VANCOUVER, March 24 (Xinhua) -- Waiting for medically necessary surgeries cost the Canadian economy 1.1 billion Canadian dollars in lost workplace productivity in 2013, or an average of 1,202 per patients, shows a new study released by an independent public policy think tank.
The study by Fraser Institute calculates the average value of time lost during the work week for each of the estimated 928,120 patients waiting for surgery in Canada last year.
When calculations take into account hours outside the work week- - evenings and weekends, excluding eight hours of sleep per night, the estimated cost of waiting hikes from 1.1 billion to 3.4 billion across the country, an average of 3,681 per patient, the study showed.
"The negative impact of wait times on the productivity of patients and their ability to participate fully in life is an issue too often ignored in the health care debate," said Nadeem Esmail, study author and Fraser Institute director of health policy studies.

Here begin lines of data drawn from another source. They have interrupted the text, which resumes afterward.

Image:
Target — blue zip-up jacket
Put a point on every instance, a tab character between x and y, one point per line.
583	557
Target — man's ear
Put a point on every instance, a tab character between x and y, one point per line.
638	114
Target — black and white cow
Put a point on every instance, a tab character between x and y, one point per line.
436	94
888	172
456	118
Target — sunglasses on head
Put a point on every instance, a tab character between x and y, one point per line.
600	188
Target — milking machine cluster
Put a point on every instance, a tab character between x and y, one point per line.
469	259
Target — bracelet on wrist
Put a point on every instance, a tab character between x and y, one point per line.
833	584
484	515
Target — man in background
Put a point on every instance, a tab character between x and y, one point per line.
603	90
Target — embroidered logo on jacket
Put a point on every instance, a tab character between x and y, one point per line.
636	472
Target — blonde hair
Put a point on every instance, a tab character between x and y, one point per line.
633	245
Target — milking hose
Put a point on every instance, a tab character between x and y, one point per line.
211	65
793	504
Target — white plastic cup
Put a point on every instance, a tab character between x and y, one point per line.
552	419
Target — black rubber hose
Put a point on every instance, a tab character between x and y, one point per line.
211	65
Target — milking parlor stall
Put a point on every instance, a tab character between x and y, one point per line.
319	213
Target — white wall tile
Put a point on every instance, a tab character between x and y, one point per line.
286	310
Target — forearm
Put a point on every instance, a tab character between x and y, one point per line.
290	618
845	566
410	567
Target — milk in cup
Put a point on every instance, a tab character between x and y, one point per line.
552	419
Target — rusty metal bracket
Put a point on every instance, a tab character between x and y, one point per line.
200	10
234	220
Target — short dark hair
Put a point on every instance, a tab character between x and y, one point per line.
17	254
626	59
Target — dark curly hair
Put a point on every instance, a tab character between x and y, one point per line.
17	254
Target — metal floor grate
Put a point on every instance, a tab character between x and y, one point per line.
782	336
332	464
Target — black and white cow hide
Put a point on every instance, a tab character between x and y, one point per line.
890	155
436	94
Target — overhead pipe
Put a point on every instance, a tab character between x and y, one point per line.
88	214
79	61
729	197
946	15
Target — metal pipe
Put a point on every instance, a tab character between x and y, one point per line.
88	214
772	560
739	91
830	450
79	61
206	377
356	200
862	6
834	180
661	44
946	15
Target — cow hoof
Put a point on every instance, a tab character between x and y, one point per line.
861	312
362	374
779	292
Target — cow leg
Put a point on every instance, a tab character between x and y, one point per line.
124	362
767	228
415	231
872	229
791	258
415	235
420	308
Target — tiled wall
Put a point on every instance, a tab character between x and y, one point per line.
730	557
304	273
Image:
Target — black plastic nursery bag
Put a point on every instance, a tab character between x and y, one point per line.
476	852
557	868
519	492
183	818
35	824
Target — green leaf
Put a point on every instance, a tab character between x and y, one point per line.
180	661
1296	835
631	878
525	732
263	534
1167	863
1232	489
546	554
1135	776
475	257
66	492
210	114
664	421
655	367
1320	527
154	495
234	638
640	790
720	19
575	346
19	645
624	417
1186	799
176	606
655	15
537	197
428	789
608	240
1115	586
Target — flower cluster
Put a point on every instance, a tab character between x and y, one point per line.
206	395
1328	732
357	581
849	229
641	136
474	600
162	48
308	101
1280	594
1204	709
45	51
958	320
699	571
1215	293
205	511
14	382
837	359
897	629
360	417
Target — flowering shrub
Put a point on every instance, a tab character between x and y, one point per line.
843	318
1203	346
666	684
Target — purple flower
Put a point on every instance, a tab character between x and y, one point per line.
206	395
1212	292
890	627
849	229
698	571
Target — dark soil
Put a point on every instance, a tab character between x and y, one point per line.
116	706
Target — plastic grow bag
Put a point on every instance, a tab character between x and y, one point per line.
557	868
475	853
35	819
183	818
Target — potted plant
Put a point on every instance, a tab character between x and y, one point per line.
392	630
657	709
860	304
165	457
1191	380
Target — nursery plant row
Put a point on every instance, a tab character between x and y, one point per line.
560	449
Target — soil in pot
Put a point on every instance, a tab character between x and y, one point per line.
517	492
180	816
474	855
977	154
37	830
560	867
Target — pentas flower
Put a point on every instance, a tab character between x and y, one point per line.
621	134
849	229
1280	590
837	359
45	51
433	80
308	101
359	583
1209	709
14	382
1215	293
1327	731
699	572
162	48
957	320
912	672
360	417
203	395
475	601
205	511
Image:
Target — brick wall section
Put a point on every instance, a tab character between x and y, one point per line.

"Reduced productivity in the workplace, or reduced ability to engage with family and friends, may impact family outcome and increase stress for Canadian patients," he added.
Esmail, therefore, urged Canada to allow more private sector to participate in the provision of health care so as to save the money and relieve patients' pain.
For British Columbian patients, they had to wait a median 10.4 weeks for treatment after their first appointment with a specialist last year, compared to 9.6 weeks across Canada, the study showed.